Why Apple Music Sessions will be the best use of Spatial Audio yet

It’s like Radio 1’s Live Lounge (if you’re a Brit) or MTV’s Unplugged (if you’re old enough to remember the early 90s), but this time we can enjoy it in the glorious and immersive Dolby Atmos from Apple Music. Improved spatial audio.

What is the problem? Good question – and if you’re an Apple Music subscriber, you should read on.

Apple has just launched Apple Music Sessions.
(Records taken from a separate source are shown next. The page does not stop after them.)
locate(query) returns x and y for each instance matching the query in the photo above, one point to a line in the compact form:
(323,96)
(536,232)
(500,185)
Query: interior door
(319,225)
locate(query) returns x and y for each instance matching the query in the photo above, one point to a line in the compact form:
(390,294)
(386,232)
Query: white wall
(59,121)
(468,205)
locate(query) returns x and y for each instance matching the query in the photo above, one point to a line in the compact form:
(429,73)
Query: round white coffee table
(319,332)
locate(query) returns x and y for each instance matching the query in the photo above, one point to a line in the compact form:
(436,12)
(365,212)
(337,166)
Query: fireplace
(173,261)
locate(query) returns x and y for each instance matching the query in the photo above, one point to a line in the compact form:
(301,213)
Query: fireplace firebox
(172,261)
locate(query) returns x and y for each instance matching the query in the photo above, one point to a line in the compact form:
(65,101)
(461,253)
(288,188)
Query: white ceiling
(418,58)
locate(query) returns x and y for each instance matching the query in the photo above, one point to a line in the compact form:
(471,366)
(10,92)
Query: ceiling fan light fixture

The free rollout gives Apple Music subscribers, who total around 98 million or thereabouts (my membership is somewhere proudly in that number) exclusive access to live releases featuring some of the world’s most prolific and up-and-coming artists, all in Spatial Audio.

Apple says the sessions are recorded at Apple Music studios around the world, giving artists the ability to reimagine and recreate hits from their catalog, and create creative new covers.

And one of the best parts is that these unique performances are also filmed, resulting in a live collection of brand new Spatial Audio music tracks (the Apple technology that recently celebrated its first anniversary for music) and music videos live performance.

The early releases both have a country flavor in that they come from Carrie Underwood and Tenille Townes, recorded at Apple Music’s new state-of-the-art studios in Nashville, Tennessee. Both releases include three audio tracks and three videos – and after hearing them, I can tell you there’s a lot to celebrate.

Opinion: Apple Music just makes Spotify look bad at this point – and so does Netflix

Netflix recently launched Spatial Audio – but like Dolby Atmos (whose badges seem to appear with alarming regularity on tablets such as the Amazon Fire HD 10 Plus, where the ability to deliver truly immersive aerial sound from those tiny tops built-in speakers can’t match that from a recording studio or theater 9.1.7) Not all spatial sounds are created equal.

Indeed, Netflix streams its Spatial Audio content using AMBEO 2-Channel, a technology licensed from Sennheiser that allows sound mixers to adapt Dolby Atmos soundtracks for Spatial Audio presentation on speakers. stereo.

Apple’s Spatial Audio system, on the other hand, uses a 5.1, 7.1 or object-based audio track such as Dolby Atmos and as we know, Apple also manufactures the hardware with which to take fuller advantage of its Spatial Audio offering. If you’re listening to Apple Music Sessions on the Cupertino giant’s own AirPods Pro, AirPods Max or AirPods 3, these headphones take the Dolby Atmos music recording and process it on-device for an enhanced, head-tracking sound experience.

And let’s not forget that Apple’s original HomePod also supports spatial audio, but the HomePod mini doesn’t. If the highly anticipated and still unofficial HomePod 2 supports Apple Music’s enhanced Dolby Atmos, we’ll all be in for a rare treat.

Now Spotify. The whole Apple Music Sessions concept looks like Apple’s answer to Spotify Sessions (opens in a new tab) (hardly subtle, right?), but let’s be honest: we know who wore it best. Spotify has yet to launch its higher-resolution Spotify HiFi level (which it promised to unveil by the end of 2021, but hasn’t) or to add Dolby Atmos-enhanced music to his work.

Despite the recent price increase for its student plan, Apple Music is, in my opinion, a cut above the rest and now even superior to the longtime audiophile choice, Tidal. And with Custom Spatial Audio on the horizon and more sessions promised, Tim Cook’s giant just presented the best case for switching music streaming services yet.